Here is an EE OBIA example based on Noel Gorelick's recent image segmentation presentation and example code (available here). Note that you'll need to adapt this to your particular input dataset and use case. (I feel justified making this generalization because the OP is asking about 'OBIA', which is not what the originally posted code represents). If all you care about are segments, then you can stop with clusters
. If you care about segment properties, and using those properties to classify the segments, see everything after clusters
:
var imageCollection = ee.ImageCollection('USDA/NAIP/DOQQ');
var geometry = /* color: #0b4a8b */ee.Geometry.Polygon(
[[[-121.89511299133301, 38.98496606984683],
[-121.89511299133301, 38.909335196675435],
[-121.69358253479004, 38.909335196675435],
[-121.69358253479004, 38.98496606984683]]], null, false);
var cdl2016 = ee.Image('USDA/NASS/CDL/2016');
var bands = ['R', 'G', 'B', 'N']
var img = imageCollection
.filterDate('2015-01-01', '2017-01-01')
.filterBounds(geometry)
.mosaic()
img = ee.Image(img).clip(geometry).divide(255).select(bands)
Map.centerObject(geometry, 13)
Map.addLayer(img, {gamma: 0.8}, 'RGBN', false)
var seeds = ee.Algorithms.Image.Segmentation.seedGrid(36);
// Run SNIC on the regular square grid.
var snic = ee.Algorithms.Image.Segmentation.SNIC({
image: img,
size: 32,
compactness: 5,
connectivity: 8,
neighborhoodSize:256,
seeds: seeds
}).select(['R_mean', 'G_mean', 'B_mean', 'N_mean', 'clusters'], ['R', 'G', 'B', 'N', 'clusters'])
var clusters = snic.select('clusters')
Map.addLayer(clusters.randomVisualizer(), {}, 'clusters')
Map.addLayer(snic, {bands: ['R', 'G', 'B'], min:0, max:1, gamma: 0.8}, 'means', false)
// Compute per-cluster stdDev.
var stdDev = img.addBands(clusters).reduceConnectedComponents(ee.Reducer.stdDev(), 'clusters', 256)

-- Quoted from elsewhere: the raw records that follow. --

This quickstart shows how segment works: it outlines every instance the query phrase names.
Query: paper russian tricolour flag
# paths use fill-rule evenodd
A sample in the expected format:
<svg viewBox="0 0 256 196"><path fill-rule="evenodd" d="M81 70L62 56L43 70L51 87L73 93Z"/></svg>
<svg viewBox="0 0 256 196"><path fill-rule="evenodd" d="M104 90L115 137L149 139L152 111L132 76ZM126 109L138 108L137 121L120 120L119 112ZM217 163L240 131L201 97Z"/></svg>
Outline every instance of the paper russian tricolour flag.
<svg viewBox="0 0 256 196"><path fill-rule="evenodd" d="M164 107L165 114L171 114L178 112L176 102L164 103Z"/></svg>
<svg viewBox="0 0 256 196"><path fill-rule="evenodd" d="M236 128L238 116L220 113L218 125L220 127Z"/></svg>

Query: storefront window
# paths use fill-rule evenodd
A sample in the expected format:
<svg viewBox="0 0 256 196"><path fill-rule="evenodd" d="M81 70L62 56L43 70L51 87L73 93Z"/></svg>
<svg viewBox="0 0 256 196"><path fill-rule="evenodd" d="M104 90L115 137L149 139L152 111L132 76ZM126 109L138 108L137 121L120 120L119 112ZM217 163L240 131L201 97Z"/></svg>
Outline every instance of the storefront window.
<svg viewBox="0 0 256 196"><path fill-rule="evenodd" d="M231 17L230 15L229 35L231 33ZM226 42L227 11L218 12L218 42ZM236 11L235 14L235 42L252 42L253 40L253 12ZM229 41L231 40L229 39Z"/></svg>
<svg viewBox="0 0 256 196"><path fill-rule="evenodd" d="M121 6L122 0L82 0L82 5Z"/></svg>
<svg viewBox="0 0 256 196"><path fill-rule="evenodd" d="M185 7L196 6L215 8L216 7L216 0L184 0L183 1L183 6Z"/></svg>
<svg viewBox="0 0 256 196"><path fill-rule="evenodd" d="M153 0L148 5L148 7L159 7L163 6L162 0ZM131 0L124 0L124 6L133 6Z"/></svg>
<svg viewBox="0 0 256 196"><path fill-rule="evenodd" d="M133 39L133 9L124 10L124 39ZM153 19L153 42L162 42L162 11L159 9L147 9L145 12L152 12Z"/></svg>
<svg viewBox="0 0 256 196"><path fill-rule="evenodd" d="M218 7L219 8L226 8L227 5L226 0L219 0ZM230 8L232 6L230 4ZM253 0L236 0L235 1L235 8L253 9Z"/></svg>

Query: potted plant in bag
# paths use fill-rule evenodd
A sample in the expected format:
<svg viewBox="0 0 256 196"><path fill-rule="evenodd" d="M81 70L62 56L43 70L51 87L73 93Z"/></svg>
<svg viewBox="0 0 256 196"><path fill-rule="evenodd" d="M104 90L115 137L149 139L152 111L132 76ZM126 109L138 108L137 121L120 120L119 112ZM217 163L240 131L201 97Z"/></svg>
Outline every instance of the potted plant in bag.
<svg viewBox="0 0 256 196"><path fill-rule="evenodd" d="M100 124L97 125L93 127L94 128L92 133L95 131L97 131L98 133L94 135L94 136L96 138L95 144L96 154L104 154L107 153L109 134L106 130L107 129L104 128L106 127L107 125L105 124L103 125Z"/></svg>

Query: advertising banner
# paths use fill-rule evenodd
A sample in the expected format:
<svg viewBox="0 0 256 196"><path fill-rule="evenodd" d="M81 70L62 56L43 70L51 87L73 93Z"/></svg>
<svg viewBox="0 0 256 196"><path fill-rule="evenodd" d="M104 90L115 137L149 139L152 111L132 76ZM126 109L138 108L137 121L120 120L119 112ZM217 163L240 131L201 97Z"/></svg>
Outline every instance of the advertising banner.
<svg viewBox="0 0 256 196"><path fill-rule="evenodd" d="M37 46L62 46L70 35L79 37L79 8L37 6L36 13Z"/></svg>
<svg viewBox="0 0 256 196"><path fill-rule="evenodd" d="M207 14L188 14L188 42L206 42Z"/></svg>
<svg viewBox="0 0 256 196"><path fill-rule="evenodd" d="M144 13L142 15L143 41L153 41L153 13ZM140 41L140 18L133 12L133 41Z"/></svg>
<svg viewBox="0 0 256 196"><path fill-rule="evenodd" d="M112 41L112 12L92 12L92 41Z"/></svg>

Map.addLayer(stdDev, {min:0, max:0.1}, 'StdDev', false)
// Area, Perimeter, Width and Height
var area = ee.Image.pixelArea().addBands(clusters).reduceConnectedComponents(ee.Reducer.sum(), 'clusters', 256)
Map.addLayer(area, {min:50000, max: 500000}, 'Cluster Area', false)
var minMax = clusters.reduceNeighborhood(ee.Reducer.minMax(), ee.Kernel.square(1));
var perimeterPixels = minMax.select(0).neq(minMax.select(1)).rename('perimeter');
Map.addLayer(perimeterPixels, {min: 0, max: 1}, 'perimeterPixels');
var perimeter = perimeterPixels.addBands(clusters)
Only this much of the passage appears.